O planejamento, óbvio, é a parte mais importante da empreitada viajeira. Você tem que saber para onde e por que quer ir, senão nada disso faz sentido. “É preciso um bom planejamento antes de colocar os pés na estrada para saber qual o melhor território e clima para viajar, qual o equipamento correto e quanto de dinheiro você consegue poupar em cada país”, explica Andira Medeiros, publicitária e dona do site “Sexo, Viagens e Rock’n’Roll”, que está na estrada ao lado de Fábio Mesquita há 500 dias-e contando.

Porém, não precisa ficar bitolado com isso. É importante ter uma noção básica da viagem, mas o mais divertido de tudo isso é deixar ela guiar você. “Eu gosto de não ter hora. Se estiver em um lugar e chover, continuo no dia seguinte, sem problemas. Não tem essa obrigação com data”, diz Leonardo. Uma dica importante para você ficar tranquilo durante sua aventura é fazer o seguro viagem. Pode parecer um gasto desnecessário, mas nunca se sabe o que pode acontecer caso precise interromper sua viagem.

FALADOR PASSA BEM

A viagem do guerrilheiro é, sem exagero, algo que pode mudar sua vida.
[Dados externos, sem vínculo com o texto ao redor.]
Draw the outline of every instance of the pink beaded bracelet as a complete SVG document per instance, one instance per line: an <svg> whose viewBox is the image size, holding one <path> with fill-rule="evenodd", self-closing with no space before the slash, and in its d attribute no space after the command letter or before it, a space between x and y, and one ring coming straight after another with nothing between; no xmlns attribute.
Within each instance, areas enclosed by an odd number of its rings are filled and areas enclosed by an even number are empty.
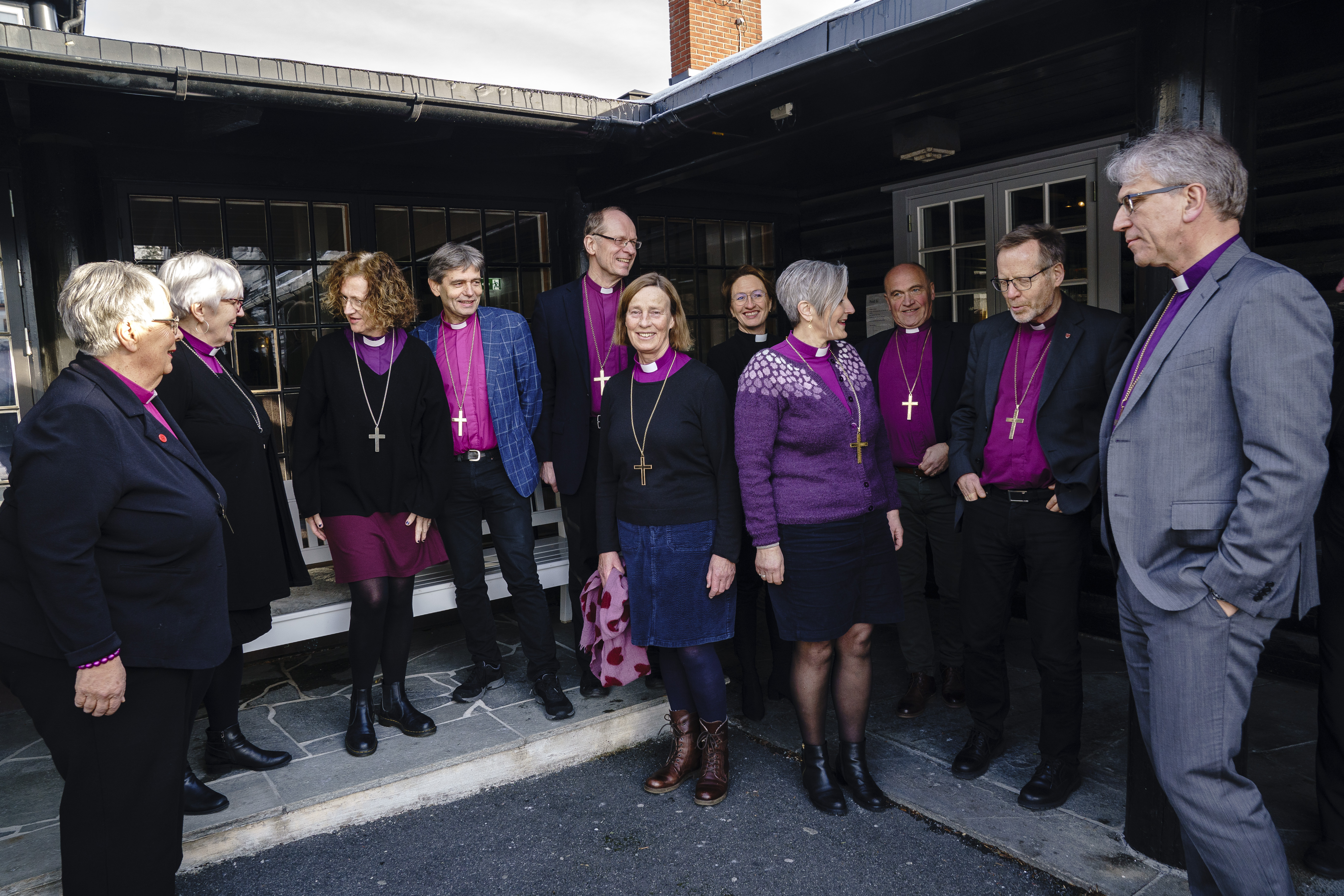
<svg viewBox="0 0 1344 896"><path fill-rule="evenodd" d="M106 657L103 657L102 660L98 660L97 662L89 662L89 664L85 664L85 665L82 665L82 666L79 666L79 668L81 668L81 669L93 669L94 666L101 666L101 665L102 665L102 664L105 664L105 662L112 662L113 660L116 660L116 658L117 658L117 657L120 657L120 656L121 656L121 647L117 647L116 650L113 650L112 653L109 653L109 654L108 654Z"/></svg>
O viajante de guerrilha não está viajando com o tio chato ou com aquele cunhado que faz piadinhas sem graça e acaba com o humor de todo mundo. A viagem, programada por você e para você, tem o objetivo de te fazer crescer, mesmo que sua intenção seja só conhecer uns lugares diferentes. Viajar sozinho, com pouco ou nenhum dinheiro, com o mundo carregado nas costas, vai te obrigar a ter lábia e saber conversar com quem cruzar seu caminho. Todos os viajantes indicam que você converse com o pessoal local das cidades. Além de darem as melhores dicas, conhecer pessoas diferentes faz com que você tenha contato com mundos diferentes. “Independentemente do rótulo e da nacionalidade, qualquer pessoa que decide viajar o mundo precisa ter força de vontade, coragem e, acima de tudo, respeito pelas diferentes culturas, costumes e religiões”, explica Andira.

Pelo boca a boca, Leonardo conseguiu lugares para passar a noite, e seu projeto NuMondo, em que fotografa garotas nuas por onde passa, explodiu de inscrições. “Em dois meses, fiz uns 30 ensaios. E só divulgando no Instagram, a galera vai se falando, é um projeto muito legal.”
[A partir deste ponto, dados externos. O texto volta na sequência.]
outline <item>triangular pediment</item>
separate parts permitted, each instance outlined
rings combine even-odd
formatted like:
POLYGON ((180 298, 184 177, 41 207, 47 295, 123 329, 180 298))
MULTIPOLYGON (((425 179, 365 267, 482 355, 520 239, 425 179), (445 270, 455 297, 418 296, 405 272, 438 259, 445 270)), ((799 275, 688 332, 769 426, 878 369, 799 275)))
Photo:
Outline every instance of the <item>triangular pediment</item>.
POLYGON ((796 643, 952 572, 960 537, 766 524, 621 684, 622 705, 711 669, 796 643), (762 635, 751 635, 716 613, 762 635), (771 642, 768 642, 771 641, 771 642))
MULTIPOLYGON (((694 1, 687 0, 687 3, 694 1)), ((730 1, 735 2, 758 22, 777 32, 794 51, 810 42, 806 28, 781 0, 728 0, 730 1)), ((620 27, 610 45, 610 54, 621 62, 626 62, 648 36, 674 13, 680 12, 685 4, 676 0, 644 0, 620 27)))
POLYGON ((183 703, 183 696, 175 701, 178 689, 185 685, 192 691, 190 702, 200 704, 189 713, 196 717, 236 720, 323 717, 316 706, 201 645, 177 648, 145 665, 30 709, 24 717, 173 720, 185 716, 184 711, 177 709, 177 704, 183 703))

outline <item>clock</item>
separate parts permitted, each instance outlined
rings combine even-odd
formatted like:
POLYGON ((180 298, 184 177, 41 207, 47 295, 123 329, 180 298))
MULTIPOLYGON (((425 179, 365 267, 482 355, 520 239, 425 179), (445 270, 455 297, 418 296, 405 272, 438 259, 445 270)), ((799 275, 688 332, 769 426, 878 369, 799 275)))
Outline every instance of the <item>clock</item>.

Para tornar sua viagem ainda mais produtiva – e, por que não, descolar uma grana -, vale a pena investir em algum projeto como fez esse pessoal: fotos, blogs, vídeos; a interatividade com o público pode definir outros rumos para sua viagem. “As pessoas comentam no meu Facebook, oferecem estadia”, confirma Leonardo.
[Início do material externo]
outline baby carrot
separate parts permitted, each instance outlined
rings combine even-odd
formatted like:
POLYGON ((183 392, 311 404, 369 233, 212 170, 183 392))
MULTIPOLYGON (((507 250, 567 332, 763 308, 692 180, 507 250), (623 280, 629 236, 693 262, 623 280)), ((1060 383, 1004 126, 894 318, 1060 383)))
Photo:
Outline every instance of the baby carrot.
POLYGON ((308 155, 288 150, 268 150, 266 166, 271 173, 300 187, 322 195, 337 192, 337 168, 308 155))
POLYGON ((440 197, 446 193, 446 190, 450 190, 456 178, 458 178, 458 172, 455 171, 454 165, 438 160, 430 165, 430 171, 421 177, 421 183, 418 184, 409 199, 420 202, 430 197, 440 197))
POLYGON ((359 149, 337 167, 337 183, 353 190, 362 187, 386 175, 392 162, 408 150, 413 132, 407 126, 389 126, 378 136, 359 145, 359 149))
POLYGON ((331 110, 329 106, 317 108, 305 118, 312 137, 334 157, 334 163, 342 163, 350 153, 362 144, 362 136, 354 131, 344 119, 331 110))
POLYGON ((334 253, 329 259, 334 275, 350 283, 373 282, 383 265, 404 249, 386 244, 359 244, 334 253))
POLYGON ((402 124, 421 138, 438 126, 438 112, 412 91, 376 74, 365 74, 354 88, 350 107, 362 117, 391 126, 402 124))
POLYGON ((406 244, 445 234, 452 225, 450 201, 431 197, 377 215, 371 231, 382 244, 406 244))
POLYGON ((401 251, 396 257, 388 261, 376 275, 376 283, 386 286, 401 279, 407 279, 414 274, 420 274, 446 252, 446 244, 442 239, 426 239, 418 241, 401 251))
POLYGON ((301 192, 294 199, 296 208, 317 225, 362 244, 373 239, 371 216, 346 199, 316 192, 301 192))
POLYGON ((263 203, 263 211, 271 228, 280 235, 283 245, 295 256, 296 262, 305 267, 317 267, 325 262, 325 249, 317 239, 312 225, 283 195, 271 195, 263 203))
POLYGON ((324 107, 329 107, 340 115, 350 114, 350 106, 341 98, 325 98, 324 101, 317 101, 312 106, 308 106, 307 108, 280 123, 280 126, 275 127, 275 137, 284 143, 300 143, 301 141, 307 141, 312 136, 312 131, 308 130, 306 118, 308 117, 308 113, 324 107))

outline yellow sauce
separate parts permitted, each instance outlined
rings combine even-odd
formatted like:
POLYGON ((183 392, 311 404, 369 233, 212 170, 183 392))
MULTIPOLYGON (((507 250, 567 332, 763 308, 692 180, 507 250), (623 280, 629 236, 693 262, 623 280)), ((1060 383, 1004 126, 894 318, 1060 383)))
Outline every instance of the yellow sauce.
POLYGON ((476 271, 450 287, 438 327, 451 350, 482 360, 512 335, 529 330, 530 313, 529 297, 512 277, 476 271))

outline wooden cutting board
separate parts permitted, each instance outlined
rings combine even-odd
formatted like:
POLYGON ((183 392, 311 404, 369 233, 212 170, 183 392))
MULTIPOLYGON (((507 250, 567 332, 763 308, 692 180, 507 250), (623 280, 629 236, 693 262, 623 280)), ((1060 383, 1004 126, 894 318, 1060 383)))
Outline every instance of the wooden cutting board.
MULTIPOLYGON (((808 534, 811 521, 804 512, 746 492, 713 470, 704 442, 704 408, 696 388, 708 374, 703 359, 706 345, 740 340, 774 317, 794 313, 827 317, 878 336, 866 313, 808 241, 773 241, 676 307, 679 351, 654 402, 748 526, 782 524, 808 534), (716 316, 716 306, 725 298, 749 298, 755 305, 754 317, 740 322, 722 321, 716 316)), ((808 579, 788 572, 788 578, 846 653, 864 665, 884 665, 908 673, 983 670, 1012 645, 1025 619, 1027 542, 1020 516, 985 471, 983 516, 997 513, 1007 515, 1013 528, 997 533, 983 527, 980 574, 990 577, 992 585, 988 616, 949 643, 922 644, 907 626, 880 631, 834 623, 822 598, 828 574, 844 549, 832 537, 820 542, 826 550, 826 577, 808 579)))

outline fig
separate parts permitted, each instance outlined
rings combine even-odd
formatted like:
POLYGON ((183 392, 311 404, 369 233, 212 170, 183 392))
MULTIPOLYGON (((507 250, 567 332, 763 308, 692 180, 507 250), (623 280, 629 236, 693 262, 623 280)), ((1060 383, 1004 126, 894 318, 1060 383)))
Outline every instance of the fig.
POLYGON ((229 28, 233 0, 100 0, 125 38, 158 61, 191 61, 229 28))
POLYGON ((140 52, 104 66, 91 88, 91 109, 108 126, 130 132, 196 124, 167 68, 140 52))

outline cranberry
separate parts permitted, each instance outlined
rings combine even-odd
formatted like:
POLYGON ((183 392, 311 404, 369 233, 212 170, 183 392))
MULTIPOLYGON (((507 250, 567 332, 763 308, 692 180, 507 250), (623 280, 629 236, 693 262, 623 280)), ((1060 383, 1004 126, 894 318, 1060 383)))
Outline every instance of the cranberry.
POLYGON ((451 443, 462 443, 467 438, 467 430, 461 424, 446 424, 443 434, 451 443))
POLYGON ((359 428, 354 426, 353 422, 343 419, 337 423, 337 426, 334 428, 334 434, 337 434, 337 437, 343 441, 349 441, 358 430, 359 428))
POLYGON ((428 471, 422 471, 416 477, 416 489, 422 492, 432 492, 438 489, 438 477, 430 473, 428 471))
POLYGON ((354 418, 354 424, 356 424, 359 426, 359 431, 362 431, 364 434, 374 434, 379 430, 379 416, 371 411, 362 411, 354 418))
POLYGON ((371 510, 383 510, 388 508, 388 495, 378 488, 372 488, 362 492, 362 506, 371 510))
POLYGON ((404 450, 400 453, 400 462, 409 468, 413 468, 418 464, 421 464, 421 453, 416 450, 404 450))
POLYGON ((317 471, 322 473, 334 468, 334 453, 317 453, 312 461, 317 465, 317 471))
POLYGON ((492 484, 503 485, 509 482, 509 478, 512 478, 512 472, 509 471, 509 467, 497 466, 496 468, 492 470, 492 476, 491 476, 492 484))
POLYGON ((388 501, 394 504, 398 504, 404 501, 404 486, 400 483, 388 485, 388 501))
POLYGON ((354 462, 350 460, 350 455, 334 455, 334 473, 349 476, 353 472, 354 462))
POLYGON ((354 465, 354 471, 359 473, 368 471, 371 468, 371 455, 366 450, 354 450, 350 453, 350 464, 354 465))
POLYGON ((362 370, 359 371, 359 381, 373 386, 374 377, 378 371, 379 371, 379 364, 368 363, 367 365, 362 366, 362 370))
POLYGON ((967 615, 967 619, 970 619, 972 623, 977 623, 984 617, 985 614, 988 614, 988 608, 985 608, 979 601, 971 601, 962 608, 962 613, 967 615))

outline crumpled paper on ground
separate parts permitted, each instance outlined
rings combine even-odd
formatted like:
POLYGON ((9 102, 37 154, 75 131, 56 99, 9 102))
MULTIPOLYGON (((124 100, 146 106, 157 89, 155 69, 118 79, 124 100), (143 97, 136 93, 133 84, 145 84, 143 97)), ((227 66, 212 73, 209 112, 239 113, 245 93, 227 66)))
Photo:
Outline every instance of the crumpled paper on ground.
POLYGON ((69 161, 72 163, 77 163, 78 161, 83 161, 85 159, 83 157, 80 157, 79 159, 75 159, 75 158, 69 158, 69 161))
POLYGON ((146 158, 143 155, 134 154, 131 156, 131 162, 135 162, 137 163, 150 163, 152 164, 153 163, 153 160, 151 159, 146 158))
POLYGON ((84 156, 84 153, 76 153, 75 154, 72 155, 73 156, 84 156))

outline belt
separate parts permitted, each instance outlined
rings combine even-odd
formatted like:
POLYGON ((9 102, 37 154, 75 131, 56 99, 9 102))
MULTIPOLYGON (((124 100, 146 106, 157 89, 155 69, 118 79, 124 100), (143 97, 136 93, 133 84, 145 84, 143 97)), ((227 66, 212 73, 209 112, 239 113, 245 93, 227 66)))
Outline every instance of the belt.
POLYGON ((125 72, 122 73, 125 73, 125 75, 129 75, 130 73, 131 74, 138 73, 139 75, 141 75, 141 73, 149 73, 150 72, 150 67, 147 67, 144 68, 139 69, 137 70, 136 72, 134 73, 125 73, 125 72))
Você não precisa dar a volta ao mundo, sair do país ou do seu estado para fazer uma viagem de guerrilha. Se ainda não está convencido ou tem medo de se jogar no mundão, tente conhecer os arredores da sua cidade. Pegar um trem, visitar praias e interagir com pessoas diferentes já pode te dar outra perspectiva e mudar sua visão. Quem sabe, a partir daí, você não resolve conhecer tudo o que as culturas diferentes podem oferecer e se tornar, oficialmente, um guerrilheiro de viagens.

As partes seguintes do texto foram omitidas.